Io sono molto pratica, quando parlo di diritti nella democrazia parlo di stato sociale, di case popolari a tutti di scuola pubblica di sanità pubblica per tutti, bianchi neri e gialli. e questo non si può negare che la socialdemocrazia l ha sempre garantito. in una situazione con Salvini ministro dell’interno che urla prima gli italiani non so quanto ad un immigrato irregolare ma anche regolare possa interessare di queste sofisticazioni che la democrazia è assimilabile al fascismo. il problema è dare risposte immediate ad esigenze immediate non organizzare la rivoluzione o la presa della Bastiglia, anche perché se non si è capaci di dare risposte alla situazione che viviamo come si può pensare che si possa cambiare radicalmente il sistema. quello che s è introdotto nel pensiero dominante di questo paese è una idea di stato fascista autoritario coi deboli e che garantisce su base identitaria e di classe. su tutto il resto chiaramente sono d accordo in linea di principio ci mancherebbe altro, non dobbiamo penso visto che ti leggo partire dall a b c della democrazia stato rivoluzione
S. A.
L’antifascismo o è indissolubilmente legato all’anticapitalismo, o è solo una sfaccettatura delle ideologie borghesi e riformiste.
Sebastiano Isaia:
Cara M., consentimi di essere più “pratico” di te, ma attraverso un aneddoto. Negli anni Ottanta (e sì, non sono giovanissimo) mi autodefinii “il teorico della fontanella”. Mi spiego.
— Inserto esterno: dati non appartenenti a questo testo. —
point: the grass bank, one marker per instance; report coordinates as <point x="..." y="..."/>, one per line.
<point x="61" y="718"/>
In molte “situazioni di lotta” a quel tempo ebbi a che fare con i militanti di Autonomia Operai, i quali in ogni occasione ponevano il problema dello scontro diretto con lo Stato: «Alzare il livello dello scontro qui e subito!». Si trattava di pura velleità pseudo rivoluzionaria che come conseguenza aveva quella di allontanare dai vari “Comitati di lotta” (per la casa, per la salute, per la pace, contro la disoccupazione e via di seguito) i proletari non politicizzati. Io sostenevo invece che occorresse alzare in primo luogo il livello della coscienza politica, non attraverso lezioni teoriche da dispensare al proletariato, ma attraverso una prassi adeguata alla pessima (anche allora!) condizione politico-sociale dei subalterni. Ciò che importa, sostenevo nelle assemblee, non è tanto l’oggetto della rivendicazione, ma l’orientamento politico che noi siamo in grado di dare alla lotta. Possiamo anche lottare per avere dal Comune una fontanella di acqua per un quartiere che ne è sprovvisto: l’importante è riempire quella lotta di elementi politici intesi a rafforzare lo spirito di autonomia politica e psicologica di chi riusciamo a coinvolgere. Si tratta di un lungo ma necessario percorso. Per l’anticapitalista l’alternativa non è tra fare (diciamo pure recitare, mimare) la rivoluzione e non fare niente; si tratta piuttosto di CERCARE di fare di ogni pur piccolissima (quel che passa il Convento, si dice dalle mie parti) occasione di lotta un elemento di crescita politica per le cosiddette “avanguardie” e per i proletari non politicizzati. Come vedi sono sempre stato abbastanza minimalista. Penso che su molte cose la pensiamo allo stesso modo. Ti auguro una buona giornata. Ciao!